We are going to start a new feature at Morning Rain Publishing. I am Jo Clendening, the designer of Morning Rain’s book covers, and I want to share with you my design process for many of the covers I create.
When I work on a book cover, I have a loose process that I generally follow for each and every book cover. Of course, I need to remain flexible, but overall the process is as follows:
- I consult the book blurb that was created by the Morning Rain I am looking for elements of the blurb that I can translate into visual experiences.
- I ask the author what they envision as a potential book cover. This part of the process is very important to Morning Rain Publishing, as we want to ensure the author is as excited and happy with the design as we are. We are a partnership in publishing.
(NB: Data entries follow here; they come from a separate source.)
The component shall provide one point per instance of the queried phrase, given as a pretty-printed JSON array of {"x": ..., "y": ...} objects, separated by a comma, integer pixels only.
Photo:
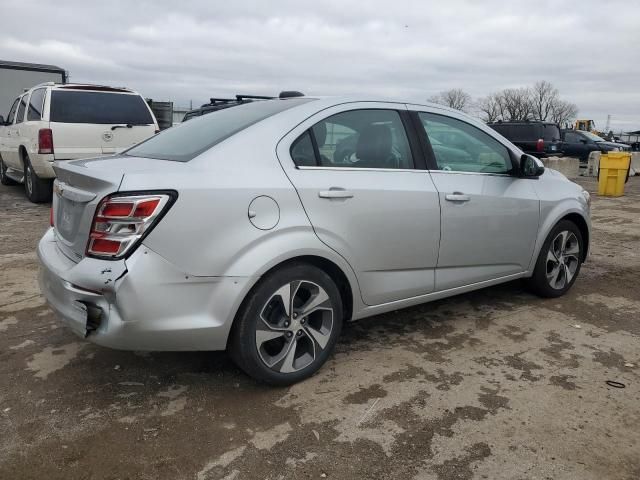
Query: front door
[
  {"x": 354, "y": 171},
  {"x": 489, "y": 217}
]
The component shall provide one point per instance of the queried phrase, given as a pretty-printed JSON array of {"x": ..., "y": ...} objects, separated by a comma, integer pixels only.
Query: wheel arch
[
  {"x": 329, "y": 267},
  {"x": 582, "y": 225}
]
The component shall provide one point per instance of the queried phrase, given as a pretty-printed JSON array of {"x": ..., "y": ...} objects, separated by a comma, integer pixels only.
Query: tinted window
[
  {"x": 363, "y": 139},
  {"x": 21, "y": 109},
  {"x": 35, "y": 104},
  {"x": 572, "y": 137},
  {"x": 98, "y": 107},
  {"x": 189, "y": 139},
  {"x": 459, "y": 146},
  {"x": 12, "y": 112},
  {"x": 302, "y": 151},
  {"x": 551, "y": 133}
]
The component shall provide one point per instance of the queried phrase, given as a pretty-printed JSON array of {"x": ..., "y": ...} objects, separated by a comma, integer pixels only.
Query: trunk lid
[{"x": 81, "y": 185}]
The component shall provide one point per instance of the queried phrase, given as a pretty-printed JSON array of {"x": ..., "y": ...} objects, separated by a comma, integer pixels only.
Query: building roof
[{"x": 30, "y": 66}]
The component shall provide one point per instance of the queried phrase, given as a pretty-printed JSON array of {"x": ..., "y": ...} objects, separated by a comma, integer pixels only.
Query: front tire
[
  {"x": 559, "y": 261},
  {"x": 38, "y": 190},
  {"x": 288, "y": 325}
]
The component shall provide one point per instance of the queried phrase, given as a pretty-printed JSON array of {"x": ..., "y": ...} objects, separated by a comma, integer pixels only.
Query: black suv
[
  {"x": 536, "y": 138},
  {"x": 216, "y": 104},
  {"x": 578, "y": 143}
]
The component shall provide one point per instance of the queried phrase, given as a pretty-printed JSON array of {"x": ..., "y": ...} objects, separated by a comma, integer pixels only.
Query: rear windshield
[
  {"x": 98, "y": 107},
  {"x": 189, "y": 139}
]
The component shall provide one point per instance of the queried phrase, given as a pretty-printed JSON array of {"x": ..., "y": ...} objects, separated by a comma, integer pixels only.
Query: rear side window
[
  {"x": 189, "y": 139},
  {"x": 460, "y": 147},
  {"x": 21, "y": 109},
  {"x": 12, "y": 111},
  {"x": 356, "y": 139},
  {"x": 98, "y": 107},
  {"x": 35, "y": 104}
]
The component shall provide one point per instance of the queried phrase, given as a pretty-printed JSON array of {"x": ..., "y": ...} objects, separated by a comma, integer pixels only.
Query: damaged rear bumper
[{"x": 142, "y": 303}]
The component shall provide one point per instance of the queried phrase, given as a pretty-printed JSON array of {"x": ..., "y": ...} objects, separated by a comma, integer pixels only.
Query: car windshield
[
  {"x": 593, "y": 137},
  {"x": 189, "y": 139}
]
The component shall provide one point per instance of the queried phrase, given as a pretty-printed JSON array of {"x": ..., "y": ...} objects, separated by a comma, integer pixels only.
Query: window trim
[
  {"x": 44, "y": 97},
  {"x": 10, "y": 118},
  {"x": 24, "y": 112},
  {"x": 433, "y": 165},
  {"x": 409, "y": 129}
]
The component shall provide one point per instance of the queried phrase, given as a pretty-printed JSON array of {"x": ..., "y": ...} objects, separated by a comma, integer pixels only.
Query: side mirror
[{"x": 530, "y": 166}]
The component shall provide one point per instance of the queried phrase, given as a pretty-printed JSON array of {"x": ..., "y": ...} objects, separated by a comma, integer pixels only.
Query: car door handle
[
  {"x": 335, "y": 192},
  {"x": 457, "y": 197}
]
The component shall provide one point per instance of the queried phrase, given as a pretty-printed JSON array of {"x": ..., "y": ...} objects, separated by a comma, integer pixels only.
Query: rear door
[
  {"x": 88, "y": 123},
  {"x": 353, "y": 167},
  {"x": 489, "y": 217}
]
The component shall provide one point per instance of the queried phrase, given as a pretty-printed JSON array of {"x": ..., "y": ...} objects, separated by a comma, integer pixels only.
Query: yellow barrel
[{"x": 614, "y": 167}]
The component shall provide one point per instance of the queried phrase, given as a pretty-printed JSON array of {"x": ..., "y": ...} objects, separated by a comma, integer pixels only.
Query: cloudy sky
[{"x": 192, "y": 50}]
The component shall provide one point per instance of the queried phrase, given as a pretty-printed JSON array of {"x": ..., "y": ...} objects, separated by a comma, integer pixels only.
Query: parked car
[
  {"x": 540, "y": 139},
  {"x": 578, "y": 143},
  {"x": 250, "y": 230},
  {"x": 216, "y": 104},
  {"x": 53, "y": 122}
]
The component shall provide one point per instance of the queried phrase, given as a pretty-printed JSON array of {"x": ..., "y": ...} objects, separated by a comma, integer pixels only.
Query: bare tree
[
  {"x": 517, "y": 104},
  {"x": 454, "y": 98},
  {"x": 563, "y": 112},
  {"x": 490, "y": 108},
  {"x": 544, "y": 97}
]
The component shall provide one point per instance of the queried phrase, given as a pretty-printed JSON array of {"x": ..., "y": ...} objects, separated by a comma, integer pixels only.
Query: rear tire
[
  {"x": 288, "y": 325},
  {"x": 4, "y": 180},
  {"x": 38, "y": 190},
  {"x": 559, "y": 261}
]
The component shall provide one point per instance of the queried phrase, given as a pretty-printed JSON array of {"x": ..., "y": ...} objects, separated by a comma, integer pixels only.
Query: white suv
[{"x": 52, "y": 122}]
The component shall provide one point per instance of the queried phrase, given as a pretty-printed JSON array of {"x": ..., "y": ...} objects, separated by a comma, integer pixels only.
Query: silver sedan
[{"x": 261, "y": 228}]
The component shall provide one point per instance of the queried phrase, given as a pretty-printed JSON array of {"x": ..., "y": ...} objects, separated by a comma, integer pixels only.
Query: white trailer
[{"x": 16, "y": 77}]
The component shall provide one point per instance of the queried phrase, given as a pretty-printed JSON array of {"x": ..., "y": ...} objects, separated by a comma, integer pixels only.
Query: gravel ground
[{"x": 493, "y": 384}]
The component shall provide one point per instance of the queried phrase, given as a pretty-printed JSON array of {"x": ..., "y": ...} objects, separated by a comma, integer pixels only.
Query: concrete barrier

- After making a few quick sketches, I produce around three first round drafts of the design for the author. These drafts are pretty rough at this point. I don’t want to go too far into the design if I haven’t been able to translate the story onto the cover properly. However, most times it has been my experience that I do fairly well, and the author agrees upon a design to go forward with.
- I refine the design choice in rough digital draft. This means sometimes I am still working with a “watermarked” image, or a low-rez comp (low resolution composite) image.
- I have chosen the title font by this point in the process. I like to get the typography settled sooner than later so we can simultaneously create the inside book cover page that will go into our final eBook. That page consists of only the title and author name. The title on the cover needs to be prominent and easy to read if the cover is smaller. This is important since we are primarily an eBook company, and our covers are viewed smaller (on Amazon, Kobo, Google Play) in the book catalogues.
- Next, I spend the time creating the high-rez, final cover for the book. I like to make sure I create a higher resolution image for any printed advertising we might need to create after the book’s release. I’ve had several authors make posters of their book covers, and it is for that reason I like to have the highest possible image available. Flexibility is the key.
- Finally, the book is released! Always an exciting time for our author’s and for the Morning Rain team.
Based on the above process, I will now discuss the design for “Alice of the Rocks” by E. Graziani.
After reading the book blurb, I saw that there were going to be elements of time-travel and romance. Also, the book is geared towards a Young Adult audience, so I wanted to keep it fresh and fun. The author suggested I use the landscape of Tuscany as the story is set in Florence both in 1400s and in the 2000s. In addition, the author wanted to convey the theme of time-travel using spiraling graphics in a creative way.
She wanted her readers to construct their own ideas of the characters, so she opted not to have faces on the cover. This is a popular idea, as it allows readers to make the reading experience more personal. Once again, flexibility is important!
Also, the author mentioned she liked black or white backgrounds, with bright pink fonts.
I took the above ideas, and created some rough drafts.
As you can see, there are four designs, when I previously stated that I try to do three. Sometimes, I want to suggest something outside the box, or something not asked for. You never know where a new idea can take you!
So, in my fourth draft, I tried out the picture of “Alice” from Leonardo da Vinci’s Angel of the Rocks. The painting has significance in the book (you’ll have to read the book to see how!), and I just wanted to propose the idea of using the Angel on the cover. In the end, we used the Angel on the back cover of the print version (you can buy the print version here.)
After some short discussion, we settled on the third concept. I added the words “A Novel” and we went with the design almost as it was originally conceived with some minor Photoshop work that I needed to do on the Tuscany landscape. (If you look closely, you can find a car in the landscape. I left it there sort of like an Easter Egg.) Also, I brightened the entry/exit point of the time-travel swirls. The font was settled from the beginning, which made my work somewhat easier.
The final parts of the process were to put the cover into the eBook reader image and save the inside front cover.
And there you have it! The design process for Alice of the Rocks book cover. It was a fun story to design the cover for, and I can’t wait to create E. Graziani’s next book cover for Jess Under Pressure.